Mais cela aurait été difficile à imaginer en 1962, même pour Henry Ross Perot, l’homme qui a fondé EDS cette année-là grâce à un prêt de 1 000 dollars de sa femme, Margot. Perot a pris un risque énorme avec EDS, en quittant un emploi lucratif de vendeur chez IBM, où il avait travaillé depuis qu’il avait obtenu son diplôme de l’Académie navale en 1953 et passé les quatre années suivantes en mer. IBM était le joueur dominant dans l’industrie émergente des technologies de l’information. Elle fabrique les meilleurs ordinateurs du monde et emploie les meilleurs programmeurs pour les faire fonctionner. Mais Perot a vu un créneau qui manquait à IBM, et il a commencé à sillonner le pays à la recherche d’affaires. Il n’en trouve aucune jusqu’à son 78e appel de vente, au cours duquel il signe un contrat de 100 000 $ avec une entreprise de Cedar Rapids, dans l’Iowa. Ce contrat permet à EDS de disposer des fonds nécessaires pour embaucher du personnel à temps plein. Un secrétaire est arrivé en premier, le 12 novembre 1963, 10 jours avant l’assassinat du président John F. Kennedy. Ensuite, Perot a débauché quelques vendeurs d’IBM. Mais il n’avait toujours qu’un seul bureau et une seule table. Les réunions de vente avec la nouvelle équipe se déroulaient donc en marchant de haut en bas de Linden Lane, où les Perot et leurs deux enfants (il y en aurait trois autres à venir) vivaient dans une maison à deux chambres.
La stratégie de l’entreprise était simple, même si elle semble difficile à appréhender avec le recul de notre ère i. À l’époque de la création d’EDS, les grandes entreprises commençaient tout juste à utiliser des ordinateurs pour traiter de grandes quantités de données. Paiements. Listes de clients. Les chiffres de production des chaînes de montage. Pour effectuer ce traitement, quelqu’un devait programmer des ordinateurs de grande taille comme l’IBM 1401, qui était presque aussi grand que le bureau de Perot au centre-ville de Dallas. Pour programmer, il fallait souvent entrer manuellement des données dans les machines à l’aide de cartes composées de 80 colonnes de nombres à un chiffre pour la plupart – des rangées de zéros, de uns, de deux, etc. Pour parler le langage numérique de l’ordinateur, les programmeurs utilisaient une autre machine pour perforer les chiffres sur les cartes. Cela semble difficile et compliqué, ce qui est exactement la façon dont EDS voulait que cela sonne.

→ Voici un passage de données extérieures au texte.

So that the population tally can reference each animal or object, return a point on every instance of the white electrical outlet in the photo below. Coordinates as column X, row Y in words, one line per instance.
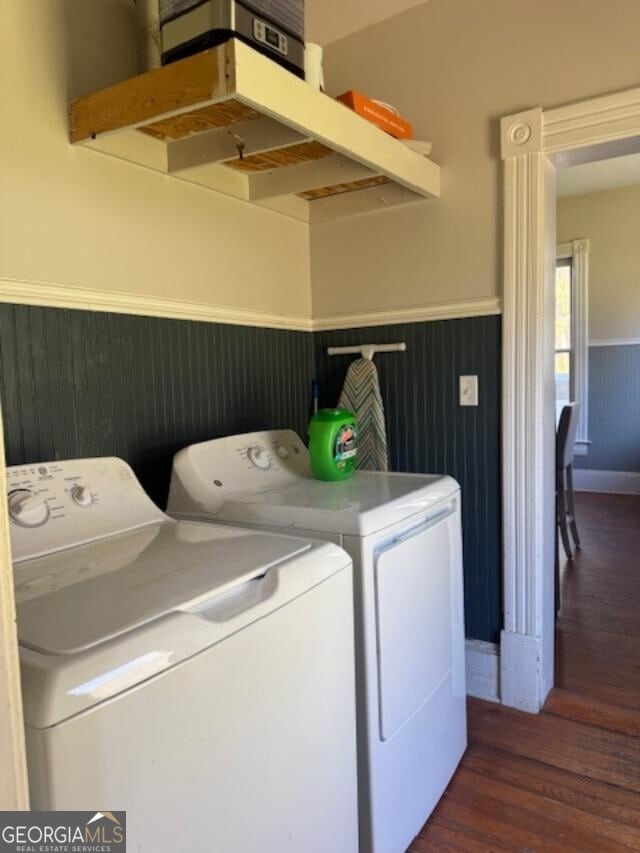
column 468, row 390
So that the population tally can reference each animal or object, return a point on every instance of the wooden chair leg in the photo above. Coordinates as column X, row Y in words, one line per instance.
column 562, row 516
column 572, row 507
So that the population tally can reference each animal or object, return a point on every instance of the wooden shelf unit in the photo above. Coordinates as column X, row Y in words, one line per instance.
column 234, row 121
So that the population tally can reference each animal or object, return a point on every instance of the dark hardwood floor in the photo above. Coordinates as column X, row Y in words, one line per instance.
column 567, row 779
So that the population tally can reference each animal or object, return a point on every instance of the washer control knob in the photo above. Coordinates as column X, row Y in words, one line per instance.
column 81, row 495
column 259, row 457
column 28, row 509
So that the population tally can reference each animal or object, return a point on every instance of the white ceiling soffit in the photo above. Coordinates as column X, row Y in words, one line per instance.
column 330, row 20
column 599, row 176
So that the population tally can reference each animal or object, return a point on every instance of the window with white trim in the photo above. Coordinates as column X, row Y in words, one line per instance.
column 572, row 334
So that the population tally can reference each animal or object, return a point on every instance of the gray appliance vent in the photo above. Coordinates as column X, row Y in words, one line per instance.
column 288, row 14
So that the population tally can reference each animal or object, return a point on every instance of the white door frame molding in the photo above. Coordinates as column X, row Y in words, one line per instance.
column 534, row 143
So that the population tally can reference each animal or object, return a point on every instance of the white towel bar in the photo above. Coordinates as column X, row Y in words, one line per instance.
column 367, row 350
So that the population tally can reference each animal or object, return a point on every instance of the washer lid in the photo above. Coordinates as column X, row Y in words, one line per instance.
column 74, row 600
column 364, row 504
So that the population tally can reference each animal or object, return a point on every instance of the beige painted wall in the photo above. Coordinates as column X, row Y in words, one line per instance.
column 611, row 221
column 75, row 217
column 329, row 20
column 454, row 67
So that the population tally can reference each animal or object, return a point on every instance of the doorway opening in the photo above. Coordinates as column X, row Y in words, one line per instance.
column 597, row 380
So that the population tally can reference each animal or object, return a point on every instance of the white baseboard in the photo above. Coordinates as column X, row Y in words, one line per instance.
column 607, row 482
column 523, row 684
column 483, row 670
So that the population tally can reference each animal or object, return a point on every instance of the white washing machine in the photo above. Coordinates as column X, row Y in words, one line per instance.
column 200, row 678
column 403, row 533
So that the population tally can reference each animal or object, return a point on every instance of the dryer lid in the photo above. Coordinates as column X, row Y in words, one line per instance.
column 76, row 599
column 367, row 503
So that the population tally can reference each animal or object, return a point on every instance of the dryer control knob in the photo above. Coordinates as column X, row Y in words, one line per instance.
column 27, row 509
column 259, row 457
column 81, row 495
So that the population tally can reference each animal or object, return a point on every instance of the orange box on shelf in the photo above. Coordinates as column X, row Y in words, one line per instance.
column 377, row 114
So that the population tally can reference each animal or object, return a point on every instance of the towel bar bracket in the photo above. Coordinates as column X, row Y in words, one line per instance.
column 367, row 350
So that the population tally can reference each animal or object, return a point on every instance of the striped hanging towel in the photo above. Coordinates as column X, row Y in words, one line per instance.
column 361, row 395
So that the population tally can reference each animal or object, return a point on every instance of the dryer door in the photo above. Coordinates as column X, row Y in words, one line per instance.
column 415, row 618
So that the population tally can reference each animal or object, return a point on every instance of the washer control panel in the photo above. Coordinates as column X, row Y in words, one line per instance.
column 206, row 474
column 55, row 505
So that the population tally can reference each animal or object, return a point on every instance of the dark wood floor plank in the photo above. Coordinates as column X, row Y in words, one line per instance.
column 567, row 779
column 572, row 706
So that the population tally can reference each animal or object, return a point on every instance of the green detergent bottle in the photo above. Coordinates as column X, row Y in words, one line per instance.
column 333, row 444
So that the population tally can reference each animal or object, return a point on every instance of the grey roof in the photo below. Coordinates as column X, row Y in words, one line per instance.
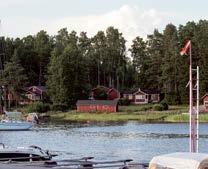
column 97, row 102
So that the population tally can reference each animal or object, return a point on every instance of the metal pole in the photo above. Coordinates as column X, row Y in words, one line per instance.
column 197, row 112
column 192, row 114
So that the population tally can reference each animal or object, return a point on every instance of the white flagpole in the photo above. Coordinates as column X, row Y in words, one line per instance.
column 197, row 111
column 190, row 102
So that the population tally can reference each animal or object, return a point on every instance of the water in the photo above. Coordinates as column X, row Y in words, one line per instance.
column 109, row 142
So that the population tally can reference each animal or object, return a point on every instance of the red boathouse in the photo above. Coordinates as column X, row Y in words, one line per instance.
column 97, row 105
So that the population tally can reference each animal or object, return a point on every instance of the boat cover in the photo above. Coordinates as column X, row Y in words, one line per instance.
column 180, row 161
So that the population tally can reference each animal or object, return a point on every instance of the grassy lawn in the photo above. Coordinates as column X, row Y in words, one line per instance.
column 141, row 113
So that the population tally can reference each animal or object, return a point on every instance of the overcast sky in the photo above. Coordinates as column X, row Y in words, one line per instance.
column 132, row 17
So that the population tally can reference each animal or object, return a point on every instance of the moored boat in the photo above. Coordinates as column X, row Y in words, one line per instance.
column 13, row 122
column 183, row 160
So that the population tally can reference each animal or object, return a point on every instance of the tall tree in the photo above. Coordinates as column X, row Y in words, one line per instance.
column 43, row 49
column 170, row 65
column 156, row 53
column 140, row 61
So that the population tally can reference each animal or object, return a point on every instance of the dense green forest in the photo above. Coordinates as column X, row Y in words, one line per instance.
column 71, row 64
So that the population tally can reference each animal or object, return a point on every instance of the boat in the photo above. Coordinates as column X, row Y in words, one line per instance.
column 12, row 122
column 180, row 160
column 31, row 153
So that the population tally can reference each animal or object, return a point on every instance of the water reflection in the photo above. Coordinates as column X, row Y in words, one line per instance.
column 106, row 141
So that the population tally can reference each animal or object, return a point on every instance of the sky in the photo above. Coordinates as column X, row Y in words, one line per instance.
column 133, row 18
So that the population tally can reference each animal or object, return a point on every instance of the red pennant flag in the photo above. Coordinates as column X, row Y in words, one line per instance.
column 186, row 47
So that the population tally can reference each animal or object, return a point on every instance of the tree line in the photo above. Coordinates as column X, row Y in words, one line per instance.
column 71, row 64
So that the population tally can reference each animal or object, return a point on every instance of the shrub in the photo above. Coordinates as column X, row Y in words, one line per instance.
column 165, row 106
column 38, row 107
column 124, row 102
column 158, row 107
column 172, row 98
column 59, row 107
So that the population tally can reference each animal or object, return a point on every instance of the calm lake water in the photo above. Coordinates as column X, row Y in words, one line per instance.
column 108, row 142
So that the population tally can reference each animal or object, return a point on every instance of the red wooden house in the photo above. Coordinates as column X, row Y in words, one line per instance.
column 97, row 105
column 33, row 93
column 141, row 96
column 205, row 101
column 111, row 93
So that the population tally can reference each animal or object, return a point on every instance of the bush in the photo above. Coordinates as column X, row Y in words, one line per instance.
column 124, row 102
column 38, row 107
column 158, row 107
column 172, row 98
column 59, row 107
column 165, row 106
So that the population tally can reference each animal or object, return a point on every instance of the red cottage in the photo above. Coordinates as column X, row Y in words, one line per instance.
column 139, row 96
column 205, row 101
column 111, row 93
column 97, row 105
column 33, row 93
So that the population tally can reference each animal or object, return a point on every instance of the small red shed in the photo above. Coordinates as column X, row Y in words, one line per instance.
column 97, row 105
column 205, row 101
column 111, row 93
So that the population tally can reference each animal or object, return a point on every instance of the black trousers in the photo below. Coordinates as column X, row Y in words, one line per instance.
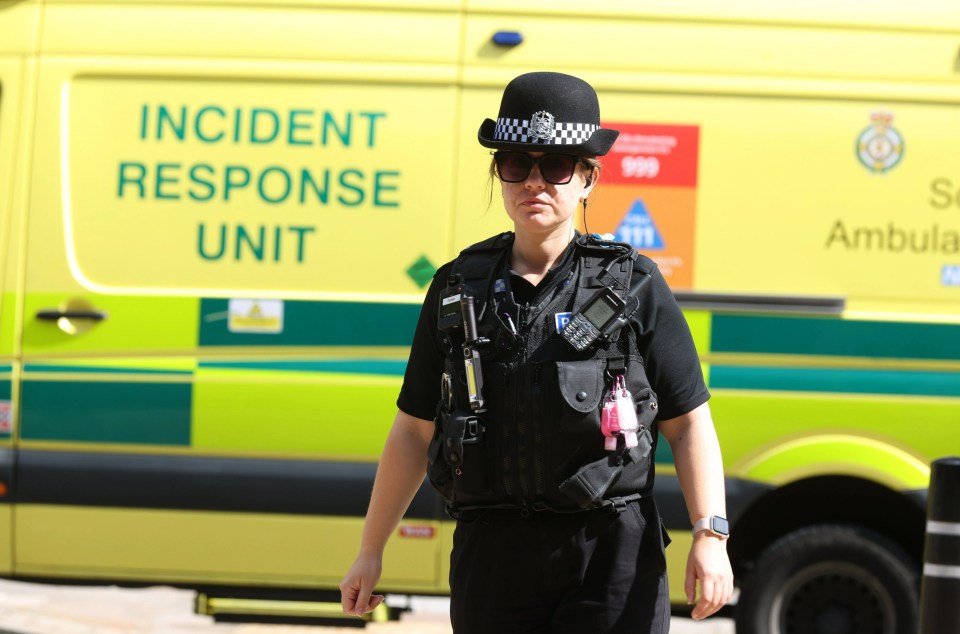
column 552, row 573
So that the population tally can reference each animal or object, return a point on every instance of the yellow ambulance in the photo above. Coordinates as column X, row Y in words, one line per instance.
column 218, row 219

En novembre 1963, alors qu’EDS ne comptait qu’une poignée d’employés, les données traitées par ordinateur étaient en vogue parce qu’un IBM 1401 pouvait cracher, par exemple, des projections financières beaucoup plus rapidement qu’une équipe de comptables. Et pourtant, en raison de leur complexité, presque personne en dehors de l’industrie informatique n’avait la moindre compétence en informatique. « Les ordinateurs étaient craints », a déclaré un des premiers employés d’EDS, Ken Scott, à l’auteur Eric O’Keefe pour son récent livre sur l’histoire d’EDS, A Unique One-Time Opportunity. « Les PDG en avaient peur. Ils ne comprenaient pas le jargon. Le langage changeait trop vite ».
EDS est donc intervenue en vendant des « solutions » à ces cadres désorientés. La société a engagé des programmeurs et des experts en informatique pour concevoir, mettre en œuvre et superviser des systèmes de traitement des données pour les clients de Dallas et du reste du pays. C’était une stratégie unique pour l’époque et pour une ville qui comptait des ranchers et des pétroliers parmi ses habitants les plus riches. Comme l’a dit Forbes dans un article de couverture sur Perot et son fils H. Ross Perot Jr. au début de l’année : » Dans un État qui a traditionnellement généré de la richesse en travaillant la terre ou en exploitant ce qui se trouve sous elle, Perot… a compris la promesse des ordinateurs. «
Cependant, Perot n’était pas entièrement seul dans cette compréhension. D’une part, Texas Instruments était en activité à Dallas depuis 1951 (et dans les environs depuis 1930, lorsqu’elle s’appelait Geophysical Service Inc.). D’autre part, en 1963, alors qu’EDS signait son premier contrat de traitement de données à long terme avec la société Frito-Lay de Dallas, une entreprise que Perot allait attirer plus tard dans son Legacy Business Park, Sam Wyly ouvrait une boutique à University Computing. Cette société propose des services de traitement de données de type EDS, mais uniquement aux scientifiques et aux ingénieurs, ce qui signifie que Wyly n’est pas en concurrence directe avec Perot. C’était peut-être une bonne décision. Les deux hommes étaient des amis qui s’étaient rencontrés lorsqu’ils vendaient des ordinateurs pour IBM. Mais Wyly, qui, comme Perot, est aujourd’hui milliardaire, a qualifié Perot de « plus grand vendeur d’ordinateurs au monde ».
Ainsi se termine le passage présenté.